The quantitative form of the "long tail" hypothesis arises from the
ubiquitous Zipf's Law, which says that the k-th most popular item is
1/k times as popular as the most popular one. This means (if we
approximate 1 + 1/2 + 1/3 + ... + 1/k by log(k)) that the most popular
k items out of a total of n items should be bought/viewed/...
log(k) / log(n)
fraction of the time. Now let's look at the numbers in Lee's column:
(a) For Amazon, Lee cites estimates that the top 100,000 sellers
account for 60% to 80% of all sales. Since Amazon is supposed to
list 3.7 million books, the rule above suggests that the top 100,000
should account for
log(100000) / log(3700000) = 0.761...,
or 76%, right in the range of estimates we have.
(b) Netflix: 50 out of 60,000 titles account for 30% of rentals
according to Lee's column. The rule above predicts
log(50) / log(60000) = 0.355...
which is even more than what we see (and so the "long tail" is even
bigger than might be expected).
(c) YouTube: Top 10% of 5.1 million videos account for 79% of plays,
and top 20% for 89%. The rule listed predicts
log(510000) / log(5100000) = 0.8509...
and
log(1020000) / log(5100000) = 0.8957...,
respectively, so that in the first case the "long tail" is again bigger
than predicted, while in the second case it is almost exactly on target.
So the conclusion is that yes, the "long tail" is definitely there, and
the numbers Lee cites show striking agreement with the quantitative form
of Chris Anderson's hypothesis. But this form also suggests that the long
tail may often not matter too much, and so Lee may often be right. The
key question is just how long the long tail is, and whether it is likely
to get longer.
Consider the Amazon example. With the current 3.7 million
titles, the top 100,000 should account (according to the logarithmic ratio
rule) for 76% of sales. But how much larger can the 3.7 million figure
grow? Books are not easy to write, and so even if every would-be author
who manages to write a complete manuscript gets "published" in some form,
we are unlikely to increase the total number of books by more than a factor
of 10, say. So suppose that Amazon goes to 37 million books from 3.7 million.
Then the quantitative rule would suggest that the top 100,000 titles would
account for 66% of the sales. That is a noticeable drop from the 76% today,
but hardly earth-shattering.
On the other hand, the difference can be substantial in other settings.
For example, if historical patterns repeat, then home-made videos will become
key to the growth in penetration of broadband. And with improved cameras,
editing tools, and high-speed connectivity, it is easy to imagine billions
of videos available on the Net. Let's assume we end up with a relatively
modest figure of 6 billion videos (we already have over 5 million on YouTube).

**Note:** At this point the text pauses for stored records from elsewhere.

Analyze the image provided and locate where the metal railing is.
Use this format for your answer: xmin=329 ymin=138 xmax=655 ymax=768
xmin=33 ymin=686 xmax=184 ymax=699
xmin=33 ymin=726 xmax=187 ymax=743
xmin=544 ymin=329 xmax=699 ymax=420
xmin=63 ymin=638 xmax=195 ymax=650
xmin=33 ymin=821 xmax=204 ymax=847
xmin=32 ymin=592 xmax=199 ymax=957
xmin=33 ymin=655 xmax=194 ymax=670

Then the top 50 titles on Netflix might drop from the 35% predicted by the rule
for today to 17%, and the entire current inventory of 60,000 titles might
account for just
log(60000) / log(6000000000) = 0.488...
or 49% of the total. That would be a major change.
The quantitative version of the "long tail" hypothesis is developed in my paper
with Ben Tilly, " A refutation of Metcalfe's Law and a better estimate for the
value of networks and network interconnections,"
http://www.dtc.umn.edu/~odlyzko/doc/metcalfe.pdf
(which also gives references for Zipf's Law and related issues),
and in a shorter form in the paper with Bob Briscoe and Ben Tilly,
"Metcalfe's Law is wrong," which appeared in the July 2006 issue of IEEE
Spectrum,
http://www.spectrum.ieee.org/jul06/4109
It can also be used to provide a quantitative justification for the
observation that connectivity has traditionally been valued more highly
than content, as was shown in my Feb. 2001 paper "Content is not king,"
http://firstmonday.org/issues/issue6_2/odlyzko/
Basically the huge mass of trivial communications (such as your making a
dinner reservation), mostly of very little importance to anyone beyond
the two people involved, and so at the extreme tail of the long tail,
outweighs the blockbusters. (Ordinary voice telephony in the US, wired
and wireless, still produces well over $300 billion a year in revenues,
while Hollywood brings in something like $80 billion, and much of that
from overseas.)